Simple Backups for Small Kubernetes Clusters

Use Velero and Restic to protect your small clusters

Anthony Critelli
ITNEXT

--

Data backup and recovery is a critical part of any environment’s production strategy, and Kubernetes is no exception. However, backups are an area that don’t receive enough attention in discussions about Kubernetes. This is particularly true in very small Kubernetes environments, such lab or edge environments.

I use Kubernetes in my home lab, and I’ve come to rely on applications deployed in my cluster for many day-to-day tasks. Over time, I’ve developed an effective backup strategy for this small environment. In this article, I’ll discuss the backup approach and tools I use for my home lab. While this is a small lab environment, many of the principles can be applied to any small or medium-sized Kubernetes cluster.

My Environment

My Kubernetes home lab consists of a mix of Raspberry Pis and x86 hosts running the K3s Kubernetes distribution. Crucially, my environment lacks any distributed storage. All PersistentVolumeClaims are satisfied by the K3s Local Path Provisioner. Large production Kubernetes clusters often rely on distributed and highly-available storage systems. However, this isn’t always practical in small lab or edge environments, and it’s not unusual to see hostPath volumes.
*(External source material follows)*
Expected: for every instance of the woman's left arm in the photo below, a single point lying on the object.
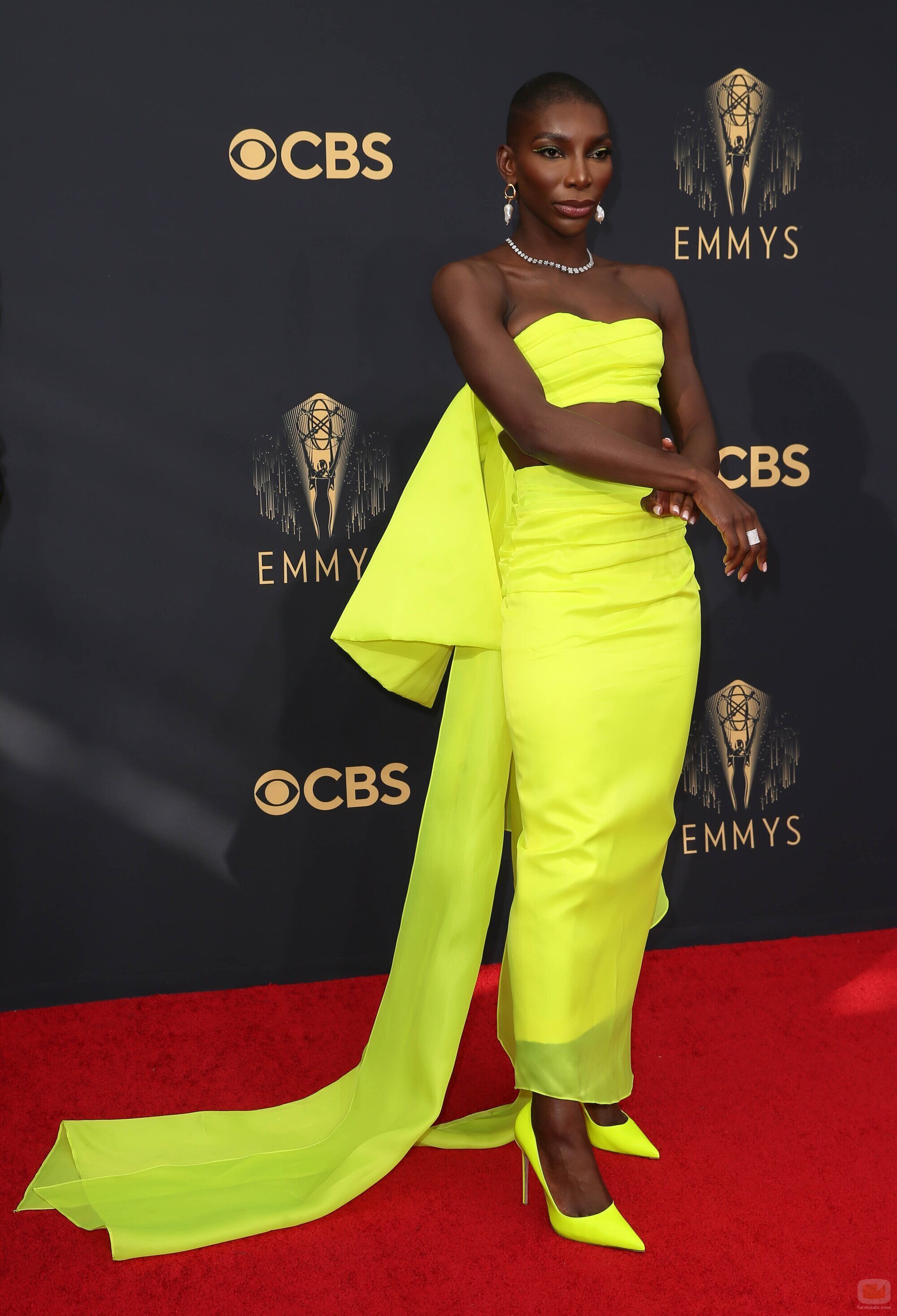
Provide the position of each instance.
(682, 398)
Most of my workloads are ephemeral: I test out new applications, and I support a few services for my home network. However, I do have some persistent workloads that store important information on their PersistentVolumes. I need a solution that can back up both Kubernetes resources and persistent application data.

Overall, I have the following back up approach:

  1. All Kubernetes manifests are stored in Git. I use ArgoCD to deploy my applications using GitOps.
  2. Velero backs up the state of my Kubernetes cluster, including any resources running in the cluster.
  3. A CronJob runs a simple Restic script to back up persistent workloads. This is done on a per-workload basis.

I’ll skip a discussion about ArgoCD, because that is a topic that deserves its own coverage. It’s also not a requirement. Instead, I will focus on my use of Velero and Restic to back up cluster state and persistent storage.

Velero for Cluster State Backup

Velero is a comprehensive Kubernetes backup tool. It’s capable of backing up and restoring both Kubernetes resources and data on PersistentVolumes. Velero must store backup data somewhere, and it supports S3-compatible object storage. I use Backblaze B2 for my personal object storage because it’s S3-compatible and very inexpensive.

Velero is easy to set up in a small environment. It’s available through several package managers, or via a direct binary download. Follow the official installation instructions to download the Velero utility for your environment.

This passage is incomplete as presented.